Graham Burrough Charitable Trust

About the Trust

The Graham Burrough Trust was founded in 1998 by Graham’s widow, Pam, both to remember him and in gratitude for the care he received. Resources that helped him were invested to make modest grants to support, usually, local mental health projects that would help to lighten the burden for both sufferers and carers.

The trust was closed down in 2018 and its assets were shared between Somerset Community Foundation and Dorset Community Foundation, to be held as endowment funds. The income from the funds will continue to be used to support people with mental health illnesses through our Foundation Grants programme.

About Graham Burrough

The man who inspired the Trust was a Dorset man who was blind for 40 years and tackled his physical and related problems with courage and style.

Graham was born in Bridport in 1931 and was diagnosed diabetic in 1933. One of the first generation to survive on insulin, his life expectancy was just 40 years.

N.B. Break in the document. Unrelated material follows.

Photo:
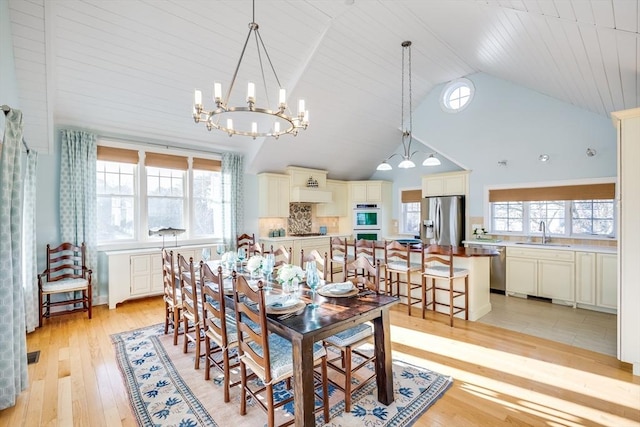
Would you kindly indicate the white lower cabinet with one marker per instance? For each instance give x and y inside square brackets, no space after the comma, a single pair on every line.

With a boat and an MG, he began to enjoy life. Then his eyesight failed. By 28 he was totally blind. Typically, he met this disaster head on, learned the skills he would need at rehab in Torquay, sold the car, bought a house and acquired a circle of willing helpers, noticeably frequently female!

He became a successful Tax Consultant and a prize-winning wildlife sound recordist, becoming a national winner in 1976. He had a wide network of telephone contacts and a beautiful 'BBC voice'. He constantly researched people, equipment, ways and means to widen both his business and personal interests; to be “normal” in a sighted world.

By his 50th birthday Graham had achieved not only an ‘extra’ 10 years, but also private and professional success. The toll of his illness, several physical crises, and long years of “working three times as hard just to keep up” (his words), so long kept at bay by a doughty and determined will (and how!) began to distress him mentally.

After several very difficult years, in and out of hospital and with little consistent support, he and his equally exhausted wife found refuge and loving care for him at The Retreat in York. A long way from home, but offering the asylum and total care that he needed and deserved, and the right of every hurt body and mind.

Graham fought on for another 10 years with courage and unforgettable style. He died in York Hospital in October 1997. He was 66 and had truly beaten the odds.